Prevalence and associated factors for stunting among 6–12 years old school age children from rural community of Humbo district, Southern Ethiopia

  • 1Email author,
  • 2,
  • 1 and
  • 3
BMC Public Health201818:653

https://doi.org/10.1186/s12889-018-5561-z

  • Received: 15 May 2017
  • Accepted: 11 May 2018
  • Published:
Open Peer Review reports

Abstract

Background

Stunting is one of the most serious and challenging public health problems in Ethiopia, which constitute a significant obstacle to achieving better child health outcomes. This study aimed to assess the prevalence and factors associated with stunting among 6–12 years old children in Humbo district, Southern Ethiopia.

Methods

This was a cross-sectional study conducted among 633 children 6–12 years old living in Humbo district, Southern Ethiopia, from March to April, 2015. A multistage cluster sampling technique was used to select participants from households in eight Villages in the study area. Height was measured using standard methods and height for age Z-score was computed to assess stunting. EPI info version 3.5.4 was used for data entry, whereas Anthroplus software and SPSS version 20.0 were used for computation of height for age Z-scores and statistical analyses respectively.
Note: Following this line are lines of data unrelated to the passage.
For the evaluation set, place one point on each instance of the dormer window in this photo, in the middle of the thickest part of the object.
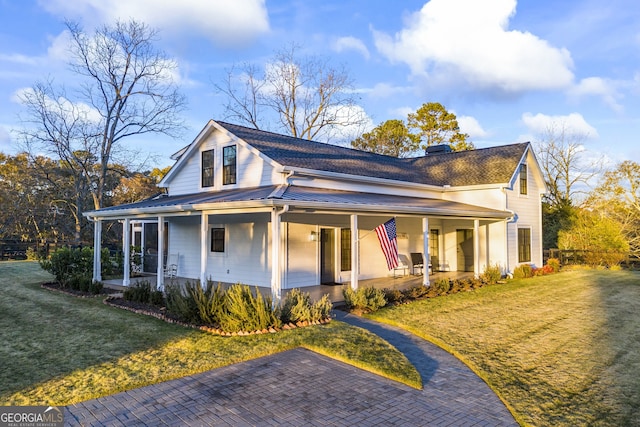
(229, 165)
(523, 179)
(207, 168)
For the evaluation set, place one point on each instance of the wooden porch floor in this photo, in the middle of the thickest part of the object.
(316, 292)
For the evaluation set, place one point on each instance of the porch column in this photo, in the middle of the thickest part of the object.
(204, 233)
(425, 250)
(126, 248)
(97, 238)
(276, 276)
(476, 248)
(161, 243)
(355, 252)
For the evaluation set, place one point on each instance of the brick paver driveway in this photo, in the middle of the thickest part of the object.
(300, 387)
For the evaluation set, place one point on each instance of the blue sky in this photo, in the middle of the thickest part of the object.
(507, 69)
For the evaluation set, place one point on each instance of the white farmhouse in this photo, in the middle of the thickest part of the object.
(268, 210)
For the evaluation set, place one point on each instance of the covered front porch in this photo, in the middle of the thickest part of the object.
(316, 292)
(292, 237)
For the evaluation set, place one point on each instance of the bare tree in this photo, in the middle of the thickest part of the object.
(434, 124)
(126, 89)
(562, 158)
(618, 197)
(306, 95)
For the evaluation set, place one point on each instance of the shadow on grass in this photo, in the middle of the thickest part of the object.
(48, 335)
(407, 343)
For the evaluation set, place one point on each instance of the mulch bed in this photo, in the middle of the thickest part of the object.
(161, 313)
(113, 299)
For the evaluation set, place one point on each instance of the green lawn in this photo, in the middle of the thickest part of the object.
(560, 350)
(58, 349)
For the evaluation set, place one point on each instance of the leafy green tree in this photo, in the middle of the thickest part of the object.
(391, 138)
(38, 200)
(434, 125)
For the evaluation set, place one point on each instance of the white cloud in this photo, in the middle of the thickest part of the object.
(59, 48)
(225, 22)
(471, 126)
(386, 90)
(351, 43)
(468, 42)
(596, 86)
(573, 124)
(5, 138)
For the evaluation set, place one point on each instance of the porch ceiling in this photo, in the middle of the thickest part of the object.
(298, 198)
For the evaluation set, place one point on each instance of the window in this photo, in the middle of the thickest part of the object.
(217, 239)
(434, 242)
(229, 165)
(523, 179)
(345, 249)
(207, 168)
(524, 245)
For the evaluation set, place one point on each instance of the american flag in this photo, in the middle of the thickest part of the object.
(388, 242)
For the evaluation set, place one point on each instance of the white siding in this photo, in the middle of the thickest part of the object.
(529, 215)
(251, 171)
(247, 256)
(302, 256)
(184, 239)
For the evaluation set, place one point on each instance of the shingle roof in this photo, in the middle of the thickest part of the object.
(475, 167)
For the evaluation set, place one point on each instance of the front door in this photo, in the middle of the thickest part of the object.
(465, 249)
(327, 256)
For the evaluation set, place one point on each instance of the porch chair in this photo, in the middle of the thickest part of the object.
(171, 266)
(417, 263)
(402, 267)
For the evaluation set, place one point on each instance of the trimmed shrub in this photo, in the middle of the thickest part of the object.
(492, 274)
(440, 287)
(394, 296)
(416, 292)
(143, 292)
(523, 271)
(208, 301)
(365, 299)
(554, 264)
(296, 307)
(321, 309)
(244, 311)
(182, 305)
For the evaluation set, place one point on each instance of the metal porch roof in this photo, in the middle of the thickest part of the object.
(307, 198)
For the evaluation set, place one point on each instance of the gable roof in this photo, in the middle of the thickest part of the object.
(494, 165)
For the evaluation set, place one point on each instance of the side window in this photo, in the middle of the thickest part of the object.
(524, 245)
(523, 179)
(229, 165)
(217, 239)
(345, 249)
(207, 168)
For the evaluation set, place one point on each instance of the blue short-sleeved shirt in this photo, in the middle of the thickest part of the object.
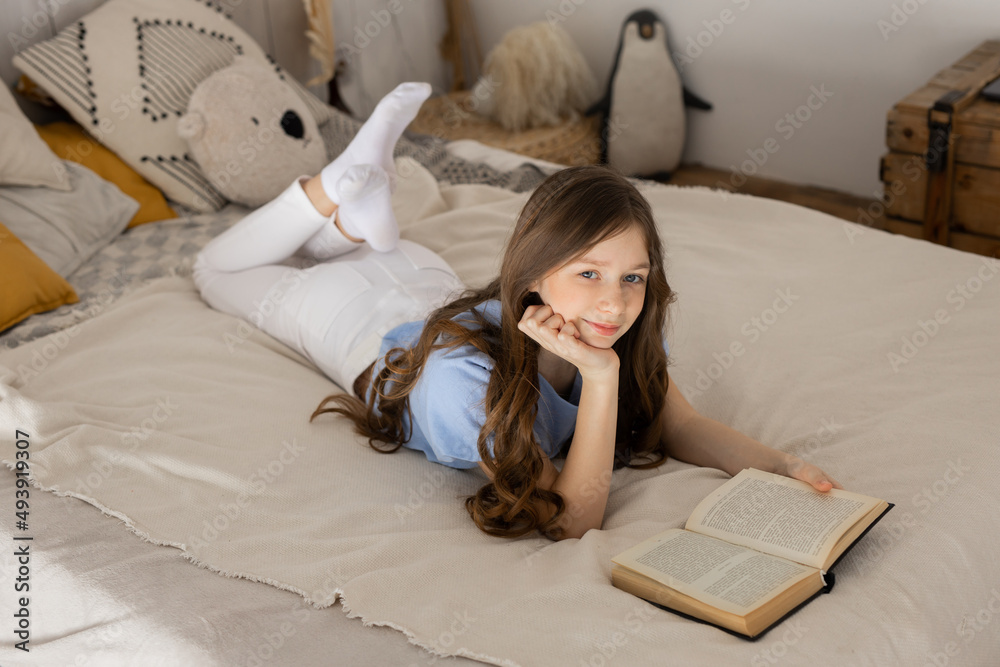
(447, 400)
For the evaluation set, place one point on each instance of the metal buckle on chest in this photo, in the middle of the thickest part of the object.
(939, 123)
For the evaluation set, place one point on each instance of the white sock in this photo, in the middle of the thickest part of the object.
(377, 138)
(366, 206)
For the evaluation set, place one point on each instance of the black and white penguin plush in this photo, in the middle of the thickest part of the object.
(643, 126)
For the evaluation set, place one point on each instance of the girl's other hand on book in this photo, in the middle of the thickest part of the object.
(796, 468)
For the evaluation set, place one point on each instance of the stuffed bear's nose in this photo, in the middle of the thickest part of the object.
(292, 125)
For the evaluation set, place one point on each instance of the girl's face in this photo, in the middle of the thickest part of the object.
(602, 291)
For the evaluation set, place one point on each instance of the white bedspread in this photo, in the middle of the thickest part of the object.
(175, 419)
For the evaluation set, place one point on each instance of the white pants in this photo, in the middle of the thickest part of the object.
(287, 270)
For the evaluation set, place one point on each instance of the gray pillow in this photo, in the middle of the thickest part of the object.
(65, 228)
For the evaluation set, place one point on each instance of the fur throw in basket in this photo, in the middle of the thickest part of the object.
(535, 76)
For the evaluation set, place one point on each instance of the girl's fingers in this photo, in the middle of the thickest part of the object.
(570, 330)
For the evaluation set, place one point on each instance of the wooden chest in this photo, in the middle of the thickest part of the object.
(942, 172)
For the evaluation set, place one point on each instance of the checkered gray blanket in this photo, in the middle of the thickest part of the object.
(155, 250)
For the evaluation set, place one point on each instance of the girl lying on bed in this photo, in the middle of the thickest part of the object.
(562, 354)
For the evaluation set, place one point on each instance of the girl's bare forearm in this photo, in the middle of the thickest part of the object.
(586, 476)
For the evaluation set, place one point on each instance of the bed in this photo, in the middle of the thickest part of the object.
(184, 511)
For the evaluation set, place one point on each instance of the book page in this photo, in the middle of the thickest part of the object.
(780, 516)
(726, 576)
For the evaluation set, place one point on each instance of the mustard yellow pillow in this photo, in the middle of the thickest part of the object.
(70, 142)
(27, 284)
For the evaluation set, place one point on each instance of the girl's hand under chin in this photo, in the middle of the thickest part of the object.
(561, 338)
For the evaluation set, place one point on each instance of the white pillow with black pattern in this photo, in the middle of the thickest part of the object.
(126, 72)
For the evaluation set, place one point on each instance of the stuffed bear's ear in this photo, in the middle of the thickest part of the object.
(191, 126)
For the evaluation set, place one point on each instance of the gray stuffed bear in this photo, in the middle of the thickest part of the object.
(251, 133)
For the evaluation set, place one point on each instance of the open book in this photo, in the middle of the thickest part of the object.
(751, 552)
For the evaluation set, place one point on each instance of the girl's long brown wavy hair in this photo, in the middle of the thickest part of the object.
(568, 214)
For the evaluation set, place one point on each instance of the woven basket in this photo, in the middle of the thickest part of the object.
(574, 142)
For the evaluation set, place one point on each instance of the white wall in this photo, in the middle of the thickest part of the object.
(762, 64)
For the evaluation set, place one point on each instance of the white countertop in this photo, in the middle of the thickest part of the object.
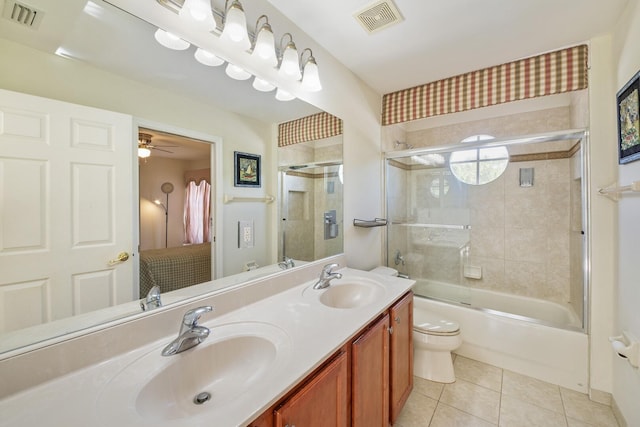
(313, 333)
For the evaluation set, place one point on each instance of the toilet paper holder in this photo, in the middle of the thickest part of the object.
(627, 347)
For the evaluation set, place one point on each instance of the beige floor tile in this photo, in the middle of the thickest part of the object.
(417, 412)
(533, 391)
(517, 413)
(428, 388)
(478, 373)
(473, 399)
(579, 407)
(447, 416)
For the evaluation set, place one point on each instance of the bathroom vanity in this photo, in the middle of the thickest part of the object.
(279, 353)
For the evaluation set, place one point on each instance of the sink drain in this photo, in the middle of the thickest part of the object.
(202, 398)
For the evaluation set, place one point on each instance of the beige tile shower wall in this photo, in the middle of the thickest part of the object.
(553, 119)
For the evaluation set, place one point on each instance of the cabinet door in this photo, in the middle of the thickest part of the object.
(370, 376)
(401, 364)
(322, 402)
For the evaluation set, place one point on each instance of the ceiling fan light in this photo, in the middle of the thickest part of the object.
(198, 12)
(143, 152)
(289, 66)
(207, 58)
(235, 26)
(311, 77)
(170, 41)
(237, 73)
(262, 85)
(283, 95)
(265, 46)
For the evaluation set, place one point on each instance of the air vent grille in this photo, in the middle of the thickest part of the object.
(379, 15)
(22, 14)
Simple and multiple logistic regression analyses were used to examine factors associated with stunting in the study sample, using 95% confidence limits (statistical significance set at p < 0.050).

Results

Prevalence of stunting was 57%, about, 3.5% were severely stunted, 27.3% moderately stunted and 26.4% mildly stunted, and the mean (SD) was − 1.1 (±1.2). About 7 (1.1%) boys and 15 (2.4%) girls were severely stunted. Age groups 10–12 years had significantly higher rate of stunting than others. Age (AOR = 1.7, 95% CI = 1.1–2.6), big family size (AOR = 4.6, 95% CI = 2.2–9.5) and field disposal of wastes (AOR = 2.7, 95% CI = 1.2–5.8) were factors significantly associated with stunting.

Conclusion

This study exposed high rate of stunting among school age children. Stunting remains a noticeable attribute of rural school age children. Findings suggest the need to implement evidence-based school-aged rural children nutrition policy and strategies as well as need for intervention to improve domestic waste management system in the rural community.

Keywords

  • School age children
  • Stunting
  • Southern Ethiopia

Background

Child growth is internationally recognized as an important indicator of nutritional status and health in populations. Stunting is one of three anthropometric indices commonly used as an indicator for child growth [1]. Stunted linear growth has become the main indicator of childhood under-nutrition, because it is highly prevalent and has important consequences for health and development [2]. Stunting is defined as height for age Z (HAZ) scores below minus two Z-score of the World Health Organization (WHO) growth reference standard [3]. Height for age Z-score reflects linear growth achieved pre- and post-natal, and its deficits indicate long-term, cumulative effects of inadequacies of health, diet, or/and care. It is associated with higher morbidity and mortality, delayed mental development, poor educational achievement and reduced intellectual capacity, and is a strong predictor of human capital and social progress [47].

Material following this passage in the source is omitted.